On May 30, 2013, the SEC provided frequently asked questions and answers as guidance on the disclosure required by Rule 13p-1 of the Securities Exchange Act of 1934, as amended, regarding the use of conflict minerals from the Democratic Republic of the Congo and adjoining countries. These FAQs address application of the Rule to aid in determining whether or not a registrant or one or more of its products fall under the scope of the Rule.
Those required to file
The Rule requires that a registrant file a Form SD if that registrant uses conflict minerals in the functionality or production of a product manufactured or contracted to be manufactured for that registrant. Registrants who solely engage in the process of mining are not considered to be manufacturing these minerals and, therefore, are not required to file a Form SD.
The requirement to disclose the use of conflict minerals applies to all registrants who file reports under the Exchange Act Sections 13(a) or 15(d) and to voluntary filers who file reports pursuant to indenture covenants. Registered investment companies who file reports pursuant to Rule 30d-1 of the Investment Company Act of 1940 are not subject to the requirement.
Products covered by the Rule
Under the Rule, registrants are responsible for reporting the presence of conflict minerals in any product manufactured or contracted to be manufactured by the registrant, including those manufactured or contracted to be manufactured by its consolidated subsidiaries. However, the SEC clarified that merely affixing a logo or other identifier is not sufficient to be considered “contracting to manufacture” the item. Additionally, registrants are encouraged to do a reasonable country of origin inquiry with respect to every single component in their products, as the SEC takes the position that a registrant would be responsible for the presence of conflict minerals in generic parts that it purchases to include in the product, even if they did not contract to manufacture the generic parts.

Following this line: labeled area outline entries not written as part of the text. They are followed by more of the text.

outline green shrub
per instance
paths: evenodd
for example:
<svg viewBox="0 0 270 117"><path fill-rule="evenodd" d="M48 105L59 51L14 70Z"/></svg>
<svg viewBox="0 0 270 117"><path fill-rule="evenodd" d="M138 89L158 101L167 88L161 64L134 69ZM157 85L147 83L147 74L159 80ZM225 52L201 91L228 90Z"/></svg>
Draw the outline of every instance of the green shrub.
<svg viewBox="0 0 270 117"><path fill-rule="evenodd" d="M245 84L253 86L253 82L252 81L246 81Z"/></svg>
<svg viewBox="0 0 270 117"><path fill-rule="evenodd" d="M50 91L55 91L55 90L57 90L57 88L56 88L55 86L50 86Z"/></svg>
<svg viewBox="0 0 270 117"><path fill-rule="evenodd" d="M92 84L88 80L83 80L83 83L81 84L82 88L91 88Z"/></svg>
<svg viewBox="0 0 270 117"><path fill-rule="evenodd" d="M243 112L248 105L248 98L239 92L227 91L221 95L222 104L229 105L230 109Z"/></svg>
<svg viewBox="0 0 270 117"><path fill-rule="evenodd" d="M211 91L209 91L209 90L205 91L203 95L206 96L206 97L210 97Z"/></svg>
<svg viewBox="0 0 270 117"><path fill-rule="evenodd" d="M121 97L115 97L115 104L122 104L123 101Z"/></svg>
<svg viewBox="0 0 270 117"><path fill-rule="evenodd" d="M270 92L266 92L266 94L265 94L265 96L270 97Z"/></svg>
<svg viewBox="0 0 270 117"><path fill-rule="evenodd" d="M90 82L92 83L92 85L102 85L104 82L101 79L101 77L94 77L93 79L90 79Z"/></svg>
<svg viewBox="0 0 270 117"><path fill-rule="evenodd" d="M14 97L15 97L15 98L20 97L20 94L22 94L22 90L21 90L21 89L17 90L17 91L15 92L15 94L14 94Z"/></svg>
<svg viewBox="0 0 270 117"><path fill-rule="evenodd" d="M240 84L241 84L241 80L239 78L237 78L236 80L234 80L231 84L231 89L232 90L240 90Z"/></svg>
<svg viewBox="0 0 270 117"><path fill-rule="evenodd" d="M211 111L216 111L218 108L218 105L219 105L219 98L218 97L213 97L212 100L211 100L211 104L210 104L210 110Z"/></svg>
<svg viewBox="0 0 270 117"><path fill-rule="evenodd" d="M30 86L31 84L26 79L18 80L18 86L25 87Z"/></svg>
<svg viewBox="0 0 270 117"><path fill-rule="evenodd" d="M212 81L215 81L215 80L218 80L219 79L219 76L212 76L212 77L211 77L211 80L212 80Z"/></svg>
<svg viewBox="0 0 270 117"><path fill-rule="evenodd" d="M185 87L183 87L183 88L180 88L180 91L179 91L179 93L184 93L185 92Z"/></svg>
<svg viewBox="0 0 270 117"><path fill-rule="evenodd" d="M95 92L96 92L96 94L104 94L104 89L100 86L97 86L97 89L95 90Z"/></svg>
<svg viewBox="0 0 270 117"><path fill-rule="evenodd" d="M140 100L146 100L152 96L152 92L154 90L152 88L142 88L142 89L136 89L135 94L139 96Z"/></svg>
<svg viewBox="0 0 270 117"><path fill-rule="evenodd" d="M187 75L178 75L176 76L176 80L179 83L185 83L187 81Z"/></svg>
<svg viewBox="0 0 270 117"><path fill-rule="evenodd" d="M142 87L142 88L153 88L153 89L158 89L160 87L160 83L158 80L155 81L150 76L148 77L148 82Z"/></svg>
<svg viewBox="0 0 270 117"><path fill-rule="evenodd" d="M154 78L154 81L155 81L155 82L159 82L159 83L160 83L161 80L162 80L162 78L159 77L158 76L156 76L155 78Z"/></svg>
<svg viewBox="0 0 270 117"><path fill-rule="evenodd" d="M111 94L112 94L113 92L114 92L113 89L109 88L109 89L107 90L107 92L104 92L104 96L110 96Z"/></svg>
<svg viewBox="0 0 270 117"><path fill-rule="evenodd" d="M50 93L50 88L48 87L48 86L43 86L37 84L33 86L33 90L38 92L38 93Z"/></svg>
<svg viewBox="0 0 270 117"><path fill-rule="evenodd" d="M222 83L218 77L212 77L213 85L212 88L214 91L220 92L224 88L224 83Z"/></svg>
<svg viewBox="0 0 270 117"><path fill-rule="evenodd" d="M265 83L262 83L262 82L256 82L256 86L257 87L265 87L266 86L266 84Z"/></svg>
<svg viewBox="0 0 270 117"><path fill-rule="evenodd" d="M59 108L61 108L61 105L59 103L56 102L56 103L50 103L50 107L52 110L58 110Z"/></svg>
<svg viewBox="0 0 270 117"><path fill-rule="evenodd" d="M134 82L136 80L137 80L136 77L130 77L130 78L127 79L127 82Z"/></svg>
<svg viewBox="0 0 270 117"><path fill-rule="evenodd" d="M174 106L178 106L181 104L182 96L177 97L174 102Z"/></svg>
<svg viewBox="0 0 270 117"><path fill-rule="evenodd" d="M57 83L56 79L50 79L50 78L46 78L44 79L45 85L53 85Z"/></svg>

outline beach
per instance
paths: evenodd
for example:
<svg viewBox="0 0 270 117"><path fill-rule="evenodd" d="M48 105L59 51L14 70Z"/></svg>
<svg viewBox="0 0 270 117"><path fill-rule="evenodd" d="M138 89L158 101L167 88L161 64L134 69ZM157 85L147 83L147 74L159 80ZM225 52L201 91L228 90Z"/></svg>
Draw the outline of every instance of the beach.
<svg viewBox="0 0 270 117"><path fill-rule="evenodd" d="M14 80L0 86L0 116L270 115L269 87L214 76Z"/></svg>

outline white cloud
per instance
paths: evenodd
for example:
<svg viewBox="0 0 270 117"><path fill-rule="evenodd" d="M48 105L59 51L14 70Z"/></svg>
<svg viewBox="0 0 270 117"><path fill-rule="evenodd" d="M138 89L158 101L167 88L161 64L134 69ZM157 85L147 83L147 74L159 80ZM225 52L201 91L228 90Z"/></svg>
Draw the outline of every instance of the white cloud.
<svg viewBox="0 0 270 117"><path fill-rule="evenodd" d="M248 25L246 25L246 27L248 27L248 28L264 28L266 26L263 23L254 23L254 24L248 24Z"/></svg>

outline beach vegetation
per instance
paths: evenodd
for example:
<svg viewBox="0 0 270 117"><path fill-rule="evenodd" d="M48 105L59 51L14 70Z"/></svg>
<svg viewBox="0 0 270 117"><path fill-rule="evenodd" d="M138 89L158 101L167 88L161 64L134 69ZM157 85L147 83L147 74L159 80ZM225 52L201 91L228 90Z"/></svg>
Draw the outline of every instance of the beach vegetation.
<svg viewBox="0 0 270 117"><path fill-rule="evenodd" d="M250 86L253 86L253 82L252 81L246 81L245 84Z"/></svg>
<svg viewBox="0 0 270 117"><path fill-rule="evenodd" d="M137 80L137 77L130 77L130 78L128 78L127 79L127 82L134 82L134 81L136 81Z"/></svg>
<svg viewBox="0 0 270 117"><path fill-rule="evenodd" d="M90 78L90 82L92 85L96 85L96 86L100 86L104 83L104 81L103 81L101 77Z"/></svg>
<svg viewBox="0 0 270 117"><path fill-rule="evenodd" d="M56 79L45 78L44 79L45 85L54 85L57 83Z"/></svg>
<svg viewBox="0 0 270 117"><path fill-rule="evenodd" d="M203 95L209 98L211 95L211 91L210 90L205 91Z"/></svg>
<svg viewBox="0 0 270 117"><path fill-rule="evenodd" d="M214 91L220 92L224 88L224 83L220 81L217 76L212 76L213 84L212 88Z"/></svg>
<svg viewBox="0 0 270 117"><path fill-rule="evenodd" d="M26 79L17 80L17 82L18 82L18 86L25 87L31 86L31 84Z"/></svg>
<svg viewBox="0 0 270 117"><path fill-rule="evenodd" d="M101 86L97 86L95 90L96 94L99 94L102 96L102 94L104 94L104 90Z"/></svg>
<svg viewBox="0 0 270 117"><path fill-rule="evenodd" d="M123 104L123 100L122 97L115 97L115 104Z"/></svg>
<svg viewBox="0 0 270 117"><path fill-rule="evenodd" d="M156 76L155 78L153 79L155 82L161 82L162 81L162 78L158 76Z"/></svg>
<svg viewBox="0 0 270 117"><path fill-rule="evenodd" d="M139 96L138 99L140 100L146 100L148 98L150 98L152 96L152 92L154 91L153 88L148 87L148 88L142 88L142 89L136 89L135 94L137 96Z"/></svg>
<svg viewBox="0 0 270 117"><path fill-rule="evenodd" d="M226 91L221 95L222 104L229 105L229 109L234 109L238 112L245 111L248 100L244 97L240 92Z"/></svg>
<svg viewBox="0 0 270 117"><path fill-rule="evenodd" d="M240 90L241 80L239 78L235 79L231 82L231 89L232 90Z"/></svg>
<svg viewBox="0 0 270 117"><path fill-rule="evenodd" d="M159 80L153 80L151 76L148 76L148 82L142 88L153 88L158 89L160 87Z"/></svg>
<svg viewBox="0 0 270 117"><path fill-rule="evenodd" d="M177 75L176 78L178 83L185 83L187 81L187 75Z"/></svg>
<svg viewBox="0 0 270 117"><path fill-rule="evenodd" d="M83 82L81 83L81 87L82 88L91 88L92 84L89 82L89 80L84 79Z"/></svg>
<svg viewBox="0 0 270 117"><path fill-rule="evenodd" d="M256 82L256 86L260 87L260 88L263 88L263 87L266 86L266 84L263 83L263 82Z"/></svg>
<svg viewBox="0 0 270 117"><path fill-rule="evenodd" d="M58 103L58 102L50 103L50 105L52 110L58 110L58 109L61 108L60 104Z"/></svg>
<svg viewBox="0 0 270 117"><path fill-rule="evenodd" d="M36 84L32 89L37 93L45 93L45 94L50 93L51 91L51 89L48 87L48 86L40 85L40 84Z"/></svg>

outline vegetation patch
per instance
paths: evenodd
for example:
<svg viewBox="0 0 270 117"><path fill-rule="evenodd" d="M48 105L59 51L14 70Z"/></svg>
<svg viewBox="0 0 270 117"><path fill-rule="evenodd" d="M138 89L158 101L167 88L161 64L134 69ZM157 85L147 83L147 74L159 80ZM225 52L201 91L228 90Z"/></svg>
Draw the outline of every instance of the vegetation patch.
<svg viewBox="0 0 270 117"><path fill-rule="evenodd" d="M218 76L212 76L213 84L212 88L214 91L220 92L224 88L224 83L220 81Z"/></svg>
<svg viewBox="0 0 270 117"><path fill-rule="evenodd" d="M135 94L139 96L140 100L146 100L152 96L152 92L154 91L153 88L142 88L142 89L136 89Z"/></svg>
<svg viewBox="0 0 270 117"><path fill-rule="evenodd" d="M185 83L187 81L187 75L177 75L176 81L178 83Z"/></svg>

The SEC explained that product packaging, even if necessary to preserve the usability of the product, is not subject to the Rule. However, the manufacturing and selling of the packaging, if independent of the product itself, would be covered.
The SEC stated that registrants that primarily provide a service would not be required to report the presence of conflict minerals in equipment necessary for them to provide their service. The FAQs cite a cruise line whose cruise ship contains conflict minerals as an example of a registrant that would not be required to file a Form SD. Similarly, the tools and machines required to manufacture product are not covered.
In reporting products on Form SD, a registrant is free to describe the product based on available information and industry practice. However, the description with regard to conflict minerals must either be “have not been found to be DRC conflict free’” or “DRC conflict undeterminable.”
For registrants that acquire a company that manufactures or contracts to manufacture products with conflict minerals or such a company conducts an IPO, the registrant can wait until the first reporting calendar year that is more than eight months from the event to begin reporting on Form SD. Failure to file a Form SD will not impact a registrant’s eligibility to use Form S-3.